Question

How do you simplify the expression $\dfrac{1}{{\cos x}}?$

Answer 1

Whenever they simplify the trigonometric function, the first thing we have to do is remember the trigonometric ratios of all the functions. The given question is a direct question from the trigonometric ratios, if we know the ratios then easily we can get the answer.

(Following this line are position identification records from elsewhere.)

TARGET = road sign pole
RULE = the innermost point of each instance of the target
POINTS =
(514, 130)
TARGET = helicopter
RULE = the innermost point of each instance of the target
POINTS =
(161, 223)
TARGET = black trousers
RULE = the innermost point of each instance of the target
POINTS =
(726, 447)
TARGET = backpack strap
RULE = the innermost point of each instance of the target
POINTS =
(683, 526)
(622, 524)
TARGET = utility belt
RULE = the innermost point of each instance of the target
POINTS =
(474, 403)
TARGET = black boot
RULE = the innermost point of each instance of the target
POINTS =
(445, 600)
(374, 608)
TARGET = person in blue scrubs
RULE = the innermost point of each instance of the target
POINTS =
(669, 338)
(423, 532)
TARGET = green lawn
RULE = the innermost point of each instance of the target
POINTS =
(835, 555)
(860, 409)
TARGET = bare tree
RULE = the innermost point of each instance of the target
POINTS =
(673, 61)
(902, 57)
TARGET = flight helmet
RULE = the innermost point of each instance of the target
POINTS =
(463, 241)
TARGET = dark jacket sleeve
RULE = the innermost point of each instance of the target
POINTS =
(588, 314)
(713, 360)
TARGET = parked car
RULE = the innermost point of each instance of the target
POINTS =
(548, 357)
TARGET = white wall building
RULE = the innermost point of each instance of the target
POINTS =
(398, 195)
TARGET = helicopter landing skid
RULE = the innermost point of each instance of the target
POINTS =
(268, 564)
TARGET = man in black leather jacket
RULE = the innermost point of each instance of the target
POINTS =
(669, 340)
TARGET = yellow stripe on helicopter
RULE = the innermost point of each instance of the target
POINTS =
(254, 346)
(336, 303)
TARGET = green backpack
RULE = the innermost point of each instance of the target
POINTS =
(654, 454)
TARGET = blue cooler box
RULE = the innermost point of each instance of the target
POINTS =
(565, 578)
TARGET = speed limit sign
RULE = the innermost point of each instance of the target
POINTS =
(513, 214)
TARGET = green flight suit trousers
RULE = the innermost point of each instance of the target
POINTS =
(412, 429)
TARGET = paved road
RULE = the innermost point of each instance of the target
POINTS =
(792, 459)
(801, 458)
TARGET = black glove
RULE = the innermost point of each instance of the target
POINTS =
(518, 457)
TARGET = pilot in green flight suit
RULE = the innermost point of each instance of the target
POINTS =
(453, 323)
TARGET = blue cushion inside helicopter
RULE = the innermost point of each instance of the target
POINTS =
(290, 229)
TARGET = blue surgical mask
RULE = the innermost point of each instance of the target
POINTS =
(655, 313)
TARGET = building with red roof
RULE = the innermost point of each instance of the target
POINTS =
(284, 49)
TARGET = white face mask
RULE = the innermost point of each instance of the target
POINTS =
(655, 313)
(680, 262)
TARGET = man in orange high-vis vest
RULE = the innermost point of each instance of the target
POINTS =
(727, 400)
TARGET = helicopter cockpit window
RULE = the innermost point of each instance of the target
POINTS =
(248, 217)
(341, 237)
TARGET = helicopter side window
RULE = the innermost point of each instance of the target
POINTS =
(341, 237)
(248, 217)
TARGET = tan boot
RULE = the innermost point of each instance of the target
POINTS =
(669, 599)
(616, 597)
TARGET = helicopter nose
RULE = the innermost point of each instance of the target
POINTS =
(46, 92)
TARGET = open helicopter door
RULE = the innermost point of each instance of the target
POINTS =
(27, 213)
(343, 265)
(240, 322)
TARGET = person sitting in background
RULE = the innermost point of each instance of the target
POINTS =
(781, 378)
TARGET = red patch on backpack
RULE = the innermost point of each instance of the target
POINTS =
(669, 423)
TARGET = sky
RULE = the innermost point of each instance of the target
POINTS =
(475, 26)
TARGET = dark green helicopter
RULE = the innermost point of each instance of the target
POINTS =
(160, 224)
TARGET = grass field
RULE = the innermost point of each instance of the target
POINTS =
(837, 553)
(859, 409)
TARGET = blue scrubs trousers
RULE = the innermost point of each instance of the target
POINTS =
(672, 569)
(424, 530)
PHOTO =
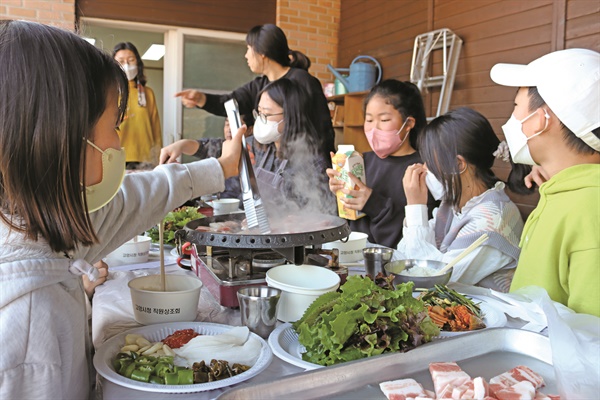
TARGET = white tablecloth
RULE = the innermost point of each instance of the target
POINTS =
(112, 314)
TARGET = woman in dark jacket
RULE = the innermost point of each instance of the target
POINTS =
(268, 54)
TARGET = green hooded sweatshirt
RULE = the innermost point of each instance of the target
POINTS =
(560, 245)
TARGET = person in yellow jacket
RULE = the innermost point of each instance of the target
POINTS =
(140, 131)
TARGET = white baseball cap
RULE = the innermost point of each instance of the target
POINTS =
(568, 81)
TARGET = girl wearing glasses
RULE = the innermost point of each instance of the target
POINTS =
(287, 162)
(293, 168)
(269, 56)
(394, 118)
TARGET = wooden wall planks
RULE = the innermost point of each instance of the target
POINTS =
(492, 30)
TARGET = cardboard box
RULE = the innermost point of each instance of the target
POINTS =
(348, 160)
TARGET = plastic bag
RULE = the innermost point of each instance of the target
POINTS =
(575, 341)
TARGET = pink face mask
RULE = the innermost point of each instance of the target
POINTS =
(385, 143)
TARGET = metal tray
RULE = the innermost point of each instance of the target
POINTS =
(486, 353)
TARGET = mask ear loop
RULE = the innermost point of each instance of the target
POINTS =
(547, 116)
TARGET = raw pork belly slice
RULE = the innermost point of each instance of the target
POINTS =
(444, 374)
(403, 389)
(542, 396)
(523, 390)
(476, 389)
(518, 374)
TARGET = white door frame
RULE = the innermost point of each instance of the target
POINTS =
(174, 36)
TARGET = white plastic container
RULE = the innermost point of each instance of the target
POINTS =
(300, 286)
(225, 206)
(131, 252)
(179, 303)
(351, 251)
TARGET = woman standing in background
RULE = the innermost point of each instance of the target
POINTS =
(268, 54)
(140, 131)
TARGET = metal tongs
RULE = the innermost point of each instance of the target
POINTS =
(256, 215)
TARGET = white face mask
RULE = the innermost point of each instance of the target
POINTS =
(113, 171)
(436, 188)
(130, 71)
(266, 133)
(517, 140)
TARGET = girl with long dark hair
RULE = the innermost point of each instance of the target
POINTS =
(65, 201)
(269, 56)
(457, 149)
(394, 119)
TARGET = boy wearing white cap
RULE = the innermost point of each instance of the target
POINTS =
(556, 124)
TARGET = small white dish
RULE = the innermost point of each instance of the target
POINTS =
(154, 333)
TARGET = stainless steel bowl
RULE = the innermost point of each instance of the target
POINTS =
(425, 282)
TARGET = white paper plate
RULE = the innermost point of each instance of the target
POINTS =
(284, 343)
(109, 349)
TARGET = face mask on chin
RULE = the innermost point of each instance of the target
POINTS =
(436, 188)
(130, 71)
(266, 133)
(113, 171)
(385, 143)
(517, 140)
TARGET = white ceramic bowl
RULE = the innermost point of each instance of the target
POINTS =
(179, 303)
(300, 285)
(225, 206)
(131, 252)
(350, 251)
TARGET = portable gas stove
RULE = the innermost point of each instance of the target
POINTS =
(226, 262)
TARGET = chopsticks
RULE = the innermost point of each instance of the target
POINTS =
(465, 252)
(161, 234)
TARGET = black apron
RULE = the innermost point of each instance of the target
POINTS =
(271, 184)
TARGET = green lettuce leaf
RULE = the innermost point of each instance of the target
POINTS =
(174, 221)
(365, 318)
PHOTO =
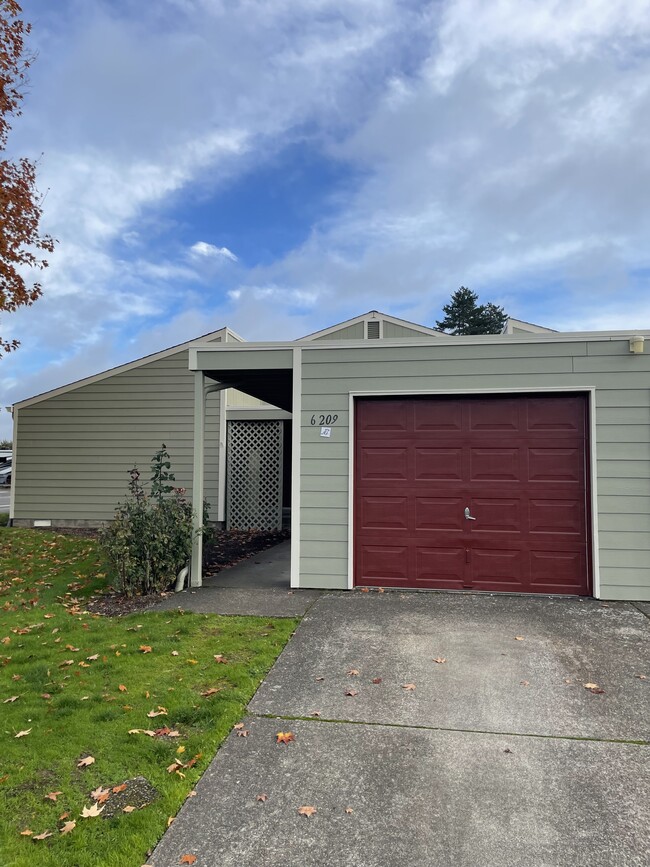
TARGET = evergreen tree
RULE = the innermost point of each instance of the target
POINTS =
(464, 315)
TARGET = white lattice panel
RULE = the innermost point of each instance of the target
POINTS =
(254, 475)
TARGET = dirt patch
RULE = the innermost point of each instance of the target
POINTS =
(225, 548)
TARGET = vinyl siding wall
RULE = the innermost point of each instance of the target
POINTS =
(622, 422)
(73, 450)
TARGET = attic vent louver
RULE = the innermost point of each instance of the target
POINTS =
(373, 329)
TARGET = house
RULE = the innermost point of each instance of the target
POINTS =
(517, 462)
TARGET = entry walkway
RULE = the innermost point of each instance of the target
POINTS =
(437, 730)
(258, 586)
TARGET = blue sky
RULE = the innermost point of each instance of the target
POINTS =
(278, 166)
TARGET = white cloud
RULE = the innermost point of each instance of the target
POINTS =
(209, 251)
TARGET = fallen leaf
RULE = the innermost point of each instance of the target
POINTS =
(91, 812)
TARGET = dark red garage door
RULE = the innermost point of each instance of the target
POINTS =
(487, 493)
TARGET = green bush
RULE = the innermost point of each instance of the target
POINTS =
(150, 537)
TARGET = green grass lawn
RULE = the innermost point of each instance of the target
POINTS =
(77, 684)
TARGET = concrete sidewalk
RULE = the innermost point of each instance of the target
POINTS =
(497, 757)
(258, 586)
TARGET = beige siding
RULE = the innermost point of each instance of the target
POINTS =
(350, 332)
(622, 420)
(74, 449)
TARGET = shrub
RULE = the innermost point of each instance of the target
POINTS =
(150, 537)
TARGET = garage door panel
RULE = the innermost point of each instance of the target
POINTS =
(439, 513)
(556, 517)
(385, 563)
(440, 567)
(556, 465)
(437, 416)
(494, 464)
(384, 513)
(496, 515)
(517, 463)
(377, 463)
(438, 464)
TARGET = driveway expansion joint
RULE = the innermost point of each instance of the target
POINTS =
(290, 718)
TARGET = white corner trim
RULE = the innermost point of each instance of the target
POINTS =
(589, 390)
(296, 443)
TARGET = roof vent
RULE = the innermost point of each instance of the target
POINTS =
(372, 329)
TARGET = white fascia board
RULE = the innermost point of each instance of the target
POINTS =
(115, 371)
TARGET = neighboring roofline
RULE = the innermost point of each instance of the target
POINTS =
(123, 368)
(372, 314)
(476, 339)
(525, 326)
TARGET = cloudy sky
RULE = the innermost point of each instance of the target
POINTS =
(281, 165)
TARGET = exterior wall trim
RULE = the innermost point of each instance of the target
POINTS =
(591, 402)
(296, 445)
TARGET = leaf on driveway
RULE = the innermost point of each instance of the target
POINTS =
(91, 812)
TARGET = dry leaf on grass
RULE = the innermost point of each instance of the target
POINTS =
(91, 812)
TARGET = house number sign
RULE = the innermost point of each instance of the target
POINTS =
(322, 419)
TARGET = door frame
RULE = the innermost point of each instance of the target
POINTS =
(590, 475)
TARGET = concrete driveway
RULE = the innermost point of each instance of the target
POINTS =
(497, 757)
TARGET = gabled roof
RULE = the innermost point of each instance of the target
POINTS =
(377, 316)
(225, 333)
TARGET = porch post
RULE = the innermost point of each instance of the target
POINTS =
(198, 474)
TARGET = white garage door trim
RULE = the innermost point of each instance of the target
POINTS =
(590, 391)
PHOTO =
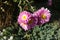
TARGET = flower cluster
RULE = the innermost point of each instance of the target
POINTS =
(28, 20)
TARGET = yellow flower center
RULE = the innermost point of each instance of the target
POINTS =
(43, 16)
(24, 17)
(30, 21)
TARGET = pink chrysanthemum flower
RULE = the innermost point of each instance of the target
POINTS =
(43, 15)
(24, 16)
(26, 20)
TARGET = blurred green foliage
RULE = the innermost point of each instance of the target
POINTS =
(48, 31)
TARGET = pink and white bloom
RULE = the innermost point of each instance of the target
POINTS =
(24, 16)
(43, 15)
(26, 20)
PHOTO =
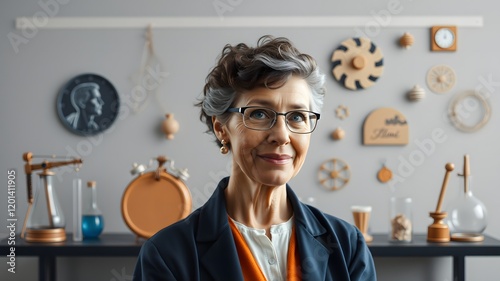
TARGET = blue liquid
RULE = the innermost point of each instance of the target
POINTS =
(92, 226)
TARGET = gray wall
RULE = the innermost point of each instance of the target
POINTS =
(31, 78)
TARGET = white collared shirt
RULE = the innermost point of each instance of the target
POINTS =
(271, 254)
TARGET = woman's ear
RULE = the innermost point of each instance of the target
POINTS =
(219, 128)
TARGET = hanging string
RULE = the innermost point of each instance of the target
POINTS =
(150, 63)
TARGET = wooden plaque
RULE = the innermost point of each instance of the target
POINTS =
(385, 126)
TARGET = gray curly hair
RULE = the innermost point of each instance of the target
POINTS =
(242, 68)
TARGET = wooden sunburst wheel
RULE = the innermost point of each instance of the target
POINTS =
(441, 79)
(357, 63)
(334, 174)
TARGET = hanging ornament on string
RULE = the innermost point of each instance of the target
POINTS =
(148, 80)
(384, 174)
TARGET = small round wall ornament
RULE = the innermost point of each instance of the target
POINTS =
(441, 79)
(357, 63)
(334, 174)
(469, 111)
(342, 112)
(406, 40)
(338, 134)
(384, 174)
(417, 93)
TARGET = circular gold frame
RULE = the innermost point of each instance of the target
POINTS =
(153, 201)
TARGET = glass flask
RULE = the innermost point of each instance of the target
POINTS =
(467, 215)
(92, 220)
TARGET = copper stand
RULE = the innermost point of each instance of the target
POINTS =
(439, 231)
(49, 235)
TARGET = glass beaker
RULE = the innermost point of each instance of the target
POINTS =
(47, 212)
(467, 214)
(92, 220)
(400, 214)
(45, 219)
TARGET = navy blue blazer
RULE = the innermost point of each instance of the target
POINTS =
(201, 246)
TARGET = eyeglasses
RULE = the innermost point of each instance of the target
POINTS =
(262, 119)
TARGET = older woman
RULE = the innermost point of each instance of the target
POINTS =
(262, 104)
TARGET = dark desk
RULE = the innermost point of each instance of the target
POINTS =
(113, 245)
(108, 245)
(419, 247)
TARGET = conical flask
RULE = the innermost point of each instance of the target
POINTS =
(46, 221)
(467, 215)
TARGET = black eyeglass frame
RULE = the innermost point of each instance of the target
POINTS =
(242, 111)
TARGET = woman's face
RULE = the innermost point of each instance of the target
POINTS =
(274, 156)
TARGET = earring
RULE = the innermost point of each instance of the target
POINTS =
(223, 148)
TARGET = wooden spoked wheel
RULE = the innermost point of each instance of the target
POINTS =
(334, 174)
(441, 79)
(357, 63)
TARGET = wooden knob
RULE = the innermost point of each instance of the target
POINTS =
(450, 167)
(358, 62)
(27, 156)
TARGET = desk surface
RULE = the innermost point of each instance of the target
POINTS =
(382, 247)
(124, 244)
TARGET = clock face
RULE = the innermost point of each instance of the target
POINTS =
(88, 104)
(444, 38)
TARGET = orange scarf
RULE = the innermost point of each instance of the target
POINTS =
(250, 268)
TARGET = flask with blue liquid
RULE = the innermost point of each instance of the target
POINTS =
(92, 220)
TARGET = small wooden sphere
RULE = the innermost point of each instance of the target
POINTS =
(406, 40)
(170, 126)
(338, 134)
(416, 93)
(449, 167)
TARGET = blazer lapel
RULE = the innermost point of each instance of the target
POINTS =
(221, 259)
(214, 239)
(314, 251)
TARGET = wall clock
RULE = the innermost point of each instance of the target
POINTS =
(357, 63)
(441, 79)
(444, 38)
(88, 104)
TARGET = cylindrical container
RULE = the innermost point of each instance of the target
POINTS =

Complete step-by-step answer:
Before simplifying the given expression first we should know the trigonometric ratios.
So consider the below triangle $ABC$ as shown,

From the above diagram we have $AC = hypotenuse$ , $BC = Adjacent$ and $AB = Opposite$
So, now we can write the trigonometric ratios of functions as follows:
1: Sine function is given by: $\dfrac{{opposite}}{{hypotenuse}}$ .
2: Cosine function is given by: $\dfrac{{adjacent}}{{hypotenuse}}$.
3: Tangent function is given by: $\dfrac{{opposite}}{{adjacent}}$ .
4: Cosecant function is given by: $\dfrac{{hypotenuse}}{{opposite}}$ which is the inverse of sine function, so we can write it in terms of sine function as $\dfrac{1}{{\sin x}}$ .
5: Secant function is given by: $\dfrac{{hypotenuse}}{{adjacent}}$ which is the inverse of cosine function, so we can write it in terms of cosine function as $\dfrac{1}{{\cos x}}$ .
6: Cotangent function is given by: $\dfrac{{adjacent}}{{opposite}}$ which is the inverse of tangent function, so we can write it in terms of tangent function as $\dfrac{1}{{\tan x}}$.
Now, to simplify the given expression that is $\dfrac{1}{{\cos x}}$ refer to the above discussion.
From the above discussion it is clear that the inverse of cosine function gives us the secant function. So we can write it as:
Therefore, $\dfrac{1}{{\cos x}} = \sec x$.

Note: Whenever we have a single trigonometric function to be simplified, it can be done in single step only when we know the trigonometric ratios, so try to remember all the trigonometric ratios so that we can relate them each other and arrive at the correct answer. If we remember the ratios of sine, cosine and tangent function then you can easily remember the other three functions.